Large dust plume ejecting off west Africa
15 February 2021 07:00 UTC-19 February 08:00 UTC
In mid-February 2021, Saharan dust headed for Europe; the second major dust outbreak of the season.
10 June 2022
23 February 2021
On Monday 15 February, the Spanish Meteorological Service (AEMET) notified EUMETSAT of an ongoing major dust outbreak over west Africa, which was affecting the weather in the Canary Islands. The ejection of the dust plume from the west coast of Africa can be seen in the enhanced Natural Colours RGB animation (Figure 1). At around 13:30 UTC the dense dust cloud reached the most eastern islands — Fuerteventura and Lanzarote — drastically reducing the visibility and tinting the air orange. In the following hours, powerful wind gusts of up to 80 km/h overwhelmed all the Canary Islands with ‘calima’ — dust in the warm east wind coming from Africa.
The large scale of the 15 February dust outbreak is well captured in the Dust RGB product (Figure 2). The animation shows a simultaneous outbreak of dust at around 9:00 UTC, from a large number of dust sources located in Algeria and Mauritania (so-called dust hot spots), with the biggest source in Algeria, northwest of the Hoggar mountains. Strong Harmattan winds drive the dust clouds westward, while new dust is being lifted in the source areas.
Interestingly, the dust outbreak over West Africa and adjacent Atlantic Ocean, was observed from three different GEO satellites: SEVIRI on Meteosat-11 (nearly NADIR view), SEVIRI on Meteosat-8 (view from east), and ABI on GOES-16 (view from west).

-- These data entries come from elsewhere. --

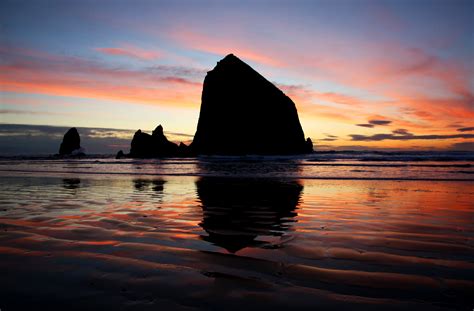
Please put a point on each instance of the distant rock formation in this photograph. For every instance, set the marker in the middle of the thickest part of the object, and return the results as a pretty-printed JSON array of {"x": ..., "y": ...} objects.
[
  {"x": 155, "y": 145},
  {"x": 243, "y": 113},
  {"x": 71, "y": 144}
]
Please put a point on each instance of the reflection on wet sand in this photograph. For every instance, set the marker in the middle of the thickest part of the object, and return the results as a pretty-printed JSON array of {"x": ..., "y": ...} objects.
[
  {"x": 108, "y": 243},
  {"x": 71, "y": 183},
  {"x": 236, "y": 210}
]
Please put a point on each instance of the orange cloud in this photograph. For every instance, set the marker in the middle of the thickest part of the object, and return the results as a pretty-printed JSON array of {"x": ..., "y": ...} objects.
[
  {"x": 222, "y": 47},
  {"x": 131, "y": 51},
  {"x": 68, "y": 76}
]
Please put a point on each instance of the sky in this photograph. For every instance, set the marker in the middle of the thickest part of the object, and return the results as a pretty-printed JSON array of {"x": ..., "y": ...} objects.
[{"x": 363, "y": 74}]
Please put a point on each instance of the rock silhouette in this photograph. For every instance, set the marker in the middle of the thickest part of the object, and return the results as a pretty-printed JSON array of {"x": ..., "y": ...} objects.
[
  {"x": 155, "y": 145},
  {"x": 243, "y": 113},
  {"x": 71, "y": 144}
]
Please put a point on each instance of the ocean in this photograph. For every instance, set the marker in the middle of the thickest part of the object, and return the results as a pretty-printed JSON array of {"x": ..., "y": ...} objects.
[{"x": 327, "y": 231}]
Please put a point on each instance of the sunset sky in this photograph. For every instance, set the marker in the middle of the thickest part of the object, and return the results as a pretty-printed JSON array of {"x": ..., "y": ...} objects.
[{"x": 372, "y": 74}]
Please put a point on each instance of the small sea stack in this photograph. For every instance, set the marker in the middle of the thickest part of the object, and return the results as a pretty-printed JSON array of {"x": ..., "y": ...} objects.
[
  {"x": 155, "y": 145},
  {"x": 71, "y": 144}
]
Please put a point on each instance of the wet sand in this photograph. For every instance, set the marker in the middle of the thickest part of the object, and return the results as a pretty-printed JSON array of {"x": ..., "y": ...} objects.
[{"x": 216, "y": 243}]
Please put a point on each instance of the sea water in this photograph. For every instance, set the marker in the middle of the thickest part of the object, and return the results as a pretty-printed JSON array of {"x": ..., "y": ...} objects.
[{"x": 330, "y": 231}]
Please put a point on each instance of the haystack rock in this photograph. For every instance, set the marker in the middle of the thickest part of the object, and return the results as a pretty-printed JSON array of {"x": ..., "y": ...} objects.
[
  {"x": 244, "y": 113},
  {"x": 155, "y": 145},
  {"x": 71, "y": 144}
]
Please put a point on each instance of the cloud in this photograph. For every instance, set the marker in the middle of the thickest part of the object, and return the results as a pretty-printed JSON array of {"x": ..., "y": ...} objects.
[
  {"x": 402, "y": 132},
  {"x": 365, "y": 125},
  {"x": 463, "y": 146},
  {"x": 380, "y": 137},
  {"x": 32, "y": 71},
  {"x": 379, "y": 122},
  {"x": 31, "y": 112},
  {"x": 373, "y": 123},
  {"x": 466, "y": 129},
  {"x": 130, "y": 51}
]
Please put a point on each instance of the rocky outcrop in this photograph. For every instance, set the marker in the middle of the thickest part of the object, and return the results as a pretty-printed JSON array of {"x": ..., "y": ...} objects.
[
  {"x": 71, "y": 144},
  {"x": 150, "y": 146},
  {"x": 243, "y": 113}
]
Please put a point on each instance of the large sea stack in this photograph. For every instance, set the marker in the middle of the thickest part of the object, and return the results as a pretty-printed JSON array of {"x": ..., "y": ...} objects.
[
  {"x": 71, "y": 144},
  {"x": 244, "y": 113}
]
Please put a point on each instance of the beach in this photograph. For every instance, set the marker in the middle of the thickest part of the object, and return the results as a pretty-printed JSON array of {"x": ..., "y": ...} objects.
[{"x": 214, "y": 234}]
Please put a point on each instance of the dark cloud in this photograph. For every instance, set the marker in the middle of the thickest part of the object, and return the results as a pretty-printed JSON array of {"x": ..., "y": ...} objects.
[
  {"x": 365, "y": 125},
  {"x": 379, "y": 137},
  {"x": 380, "y": 122},
  {"x": 466, "y": 129}
]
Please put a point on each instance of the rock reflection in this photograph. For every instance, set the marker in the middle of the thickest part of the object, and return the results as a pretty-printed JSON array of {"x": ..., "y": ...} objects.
[
  {"x": 71, "y": 183},
  {"x": 237, "y": 210},
  {"x": 154, "y": 186}
]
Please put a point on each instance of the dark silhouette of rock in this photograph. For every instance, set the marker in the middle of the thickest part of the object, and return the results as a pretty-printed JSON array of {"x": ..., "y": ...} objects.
[
  {"x": 309, "y": 145},
  {"x": 155, "y": 145},
  {"x": 243, "y": 113},
  {"x": 71, "y": 144},
  {"x": 120, "y": 155},
  {"x": 238, "y": 210}
]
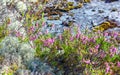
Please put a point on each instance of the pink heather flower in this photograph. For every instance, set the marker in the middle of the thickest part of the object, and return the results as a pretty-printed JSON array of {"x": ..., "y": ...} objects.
[
  {"x": 114, "y": 34},
  {"x": 107, "y": 67},
  {"x": 60, "y": 37},
  {"x": 49, "y": 41},
  {"x": 32, "y": 38},
  {"x": 37, "y": 25},
  {"x": 105, "y": 33},
  {"x": 43, "y": 23},
  {"x": 102, "y": 54},
  {"x": 18, "y": 34},
  {"x": 113, "y": 51},
  {"x": 97, "y": 46},
  {"x": 78, "y": 35},
  {"x": 86, "y": 61},
  {"x": 84, "y": 39},
  {"x": 32, "y": 28},
  {"x": 71, "y": 38},
  {"x": 118, "y": 64},
  {"x": 39, "y": 33},
  {"x": 46, "y": 32}
]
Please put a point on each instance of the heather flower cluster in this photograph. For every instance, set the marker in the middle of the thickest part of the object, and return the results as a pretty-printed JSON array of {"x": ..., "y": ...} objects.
[{"x": 71, "y": 53}]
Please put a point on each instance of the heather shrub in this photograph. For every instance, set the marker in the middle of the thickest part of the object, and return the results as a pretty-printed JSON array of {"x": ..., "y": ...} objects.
[
  {"x": 15, "y": 52},
  {"x": 88, "y": 53}
]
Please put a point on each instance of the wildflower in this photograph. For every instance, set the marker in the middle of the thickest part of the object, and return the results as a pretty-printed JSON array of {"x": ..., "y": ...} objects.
[
  {"x": 37, "y": 25},
  {"x": 114, "y": 34},
  {"x": 93, "y": 51},
  {"x": 21, "y": 6},
  {"x": 32, "y": 38},
  {"x": 118, "y": 64},
  {"x": 113, "y": 51},
  {"x": 107, "y": 67},
  {"x": 32, "y": 28},
  {"x": 102, "y": 54},
  {"x": 86, "y": 61},
  {"x": 18, "y": 34},
  {"x": 49, "y": 41},
  {"x": 60, "y": 37},
  {"x": 78, "y": 35},
  {"x": 84, "y": 39},
  {"x": 97, "y": 46},
  {"x": 71, "y": 38},
  {"x": 43, "y": 23},
  {"x": 105, "y": 34}
]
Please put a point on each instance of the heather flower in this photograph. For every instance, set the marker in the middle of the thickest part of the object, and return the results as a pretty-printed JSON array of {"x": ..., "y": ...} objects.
[
  {"x": 37, "y": 25},
  {"x": 93, "y": 51},
  {"x": 71, "y": 38},
  {"x": 49, "y": 41},
  {"x": 84, "y": 39},
  {"x": 60, "y": 37},
  {"x": 18, "y": 34},
  {"x": 32, "y": 38},
  {"x": 32, "y": 28},
  {"x": 107, "y": 67},
  {"x": 114, "y": 34},
  {"x": 43, "y": 23},
  {"x": 105, "y": 33},
  {"x": 113, "y": 51},
  {"x": 102, "y": 54},
  {"x": 118, "y": 64},
  {"x": 78, "y": 35},
  {"x": 21, "y": 6},
  {"x": 86, "y": 61},
  {"x": 97, "y": 46}
]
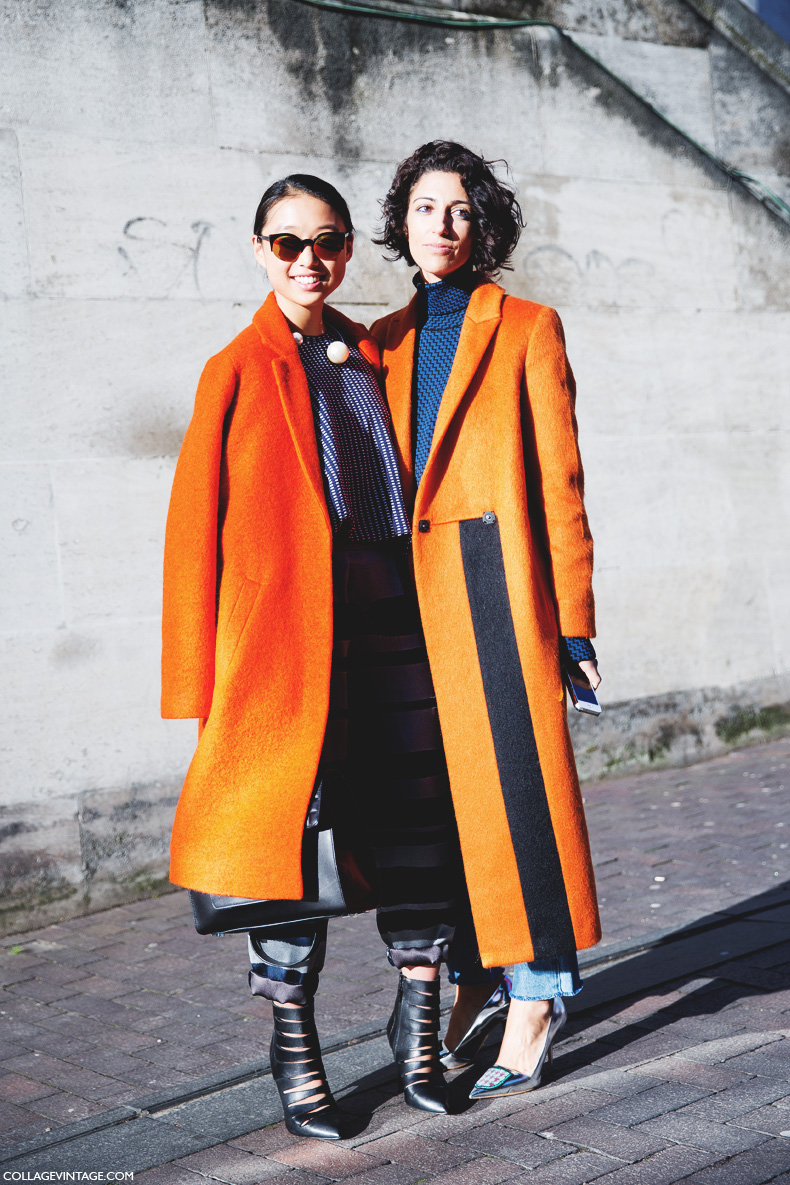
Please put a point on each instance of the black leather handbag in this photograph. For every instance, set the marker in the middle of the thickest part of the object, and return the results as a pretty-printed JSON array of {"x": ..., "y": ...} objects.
[{"x": 335, "y": 884}]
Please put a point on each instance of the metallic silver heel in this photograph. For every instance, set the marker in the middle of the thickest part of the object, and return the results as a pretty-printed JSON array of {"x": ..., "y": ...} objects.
[
  {"x": 489, "y": 1016},
  {"x": 500, "y": 1081}
]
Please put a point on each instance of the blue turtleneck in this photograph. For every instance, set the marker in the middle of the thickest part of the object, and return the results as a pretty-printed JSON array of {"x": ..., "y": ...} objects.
[{"x": 441, "y": 309}]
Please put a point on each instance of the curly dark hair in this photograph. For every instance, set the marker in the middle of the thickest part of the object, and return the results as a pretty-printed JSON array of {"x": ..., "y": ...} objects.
[{"x": 496, "y": 215}]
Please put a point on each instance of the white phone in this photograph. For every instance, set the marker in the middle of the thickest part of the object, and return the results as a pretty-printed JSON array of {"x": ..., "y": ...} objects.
[{"x": 582, "y": 695}]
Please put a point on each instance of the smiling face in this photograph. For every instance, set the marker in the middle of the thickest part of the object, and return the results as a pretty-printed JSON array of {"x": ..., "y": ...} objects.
[
  {"x": 438, "y": 225},
  {"x": 302, "y": 287}
]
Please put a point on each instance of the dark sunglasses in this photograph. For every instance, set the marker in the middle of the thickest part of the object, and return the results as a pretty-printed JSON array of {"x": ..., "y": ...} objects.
[{"x": 327, "y": 245}]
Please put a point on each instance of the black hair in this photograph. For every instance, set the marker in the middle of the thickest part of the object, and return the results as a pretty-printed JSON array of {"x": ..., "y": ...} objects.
[
  {"x": 496, "y": 215},
  {"x": 301, "y": 183}
]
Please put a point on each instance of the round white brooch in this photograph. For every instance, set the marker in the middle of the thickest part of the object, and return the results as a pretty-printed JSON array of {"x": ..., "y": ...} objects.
[{"x": 338, "y": 352}]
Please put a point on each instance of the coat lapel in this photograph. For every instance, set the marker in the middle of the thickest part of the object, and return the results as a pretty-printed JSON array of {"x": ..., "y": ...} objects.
[
  {"x": 479, "y": 326},
  {"x": 398, "y": 366},
  {"x": 294, "y": 391}
]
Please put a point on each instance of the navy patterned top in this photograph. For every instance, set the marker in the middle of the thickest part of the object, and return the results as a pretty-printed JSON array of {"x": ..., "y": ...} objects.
[
  {"x": 441, "y": 309},
  {"x": 352, "y": 429}
]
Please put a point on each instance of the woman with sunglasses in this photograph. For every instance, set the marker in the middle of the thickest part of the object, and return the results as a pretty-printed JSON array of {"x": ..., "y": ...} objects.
[
  {"x": 291, "y": 632},
  {"x": 482, "y": 397}
]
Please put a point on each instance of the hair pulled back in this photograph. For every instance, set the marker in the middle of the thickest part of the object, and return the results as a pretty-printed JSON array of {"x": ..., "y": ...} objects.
[
  {"x": 496, "y": 215},
  {"x": 295, "y": 184}
]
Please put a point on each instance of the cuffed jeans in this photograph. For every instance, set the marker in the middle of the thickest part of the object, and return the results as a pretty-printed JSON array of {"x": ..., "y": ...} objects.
[{"x": 540, "y": 980}]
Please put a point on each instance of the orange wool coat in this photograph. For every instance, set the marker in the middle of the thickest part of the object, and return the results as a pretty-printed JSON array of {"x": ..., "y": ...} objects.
[
  {"x": 246, "y": 627},
  {"x": 503, "y": 565}
]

While Meteosat-11 has the best horizontal resolution for the area of west Africa, GOES-16 and Meteosat-8 offer very slant views of the dust cloud, which has the advantage of better detecting thin dust clouds, which appear optically thicker e.g. in the Dust RGB. Also, strong forward scattering of dust particles can improve the dust signal in solar channels, like in the Natural Colours RGB. This is shown in Figure 3, where the dust signal is very strong in the Meteosat-8 image (looks more dramatic than it is) than in the Meteosat-11 image.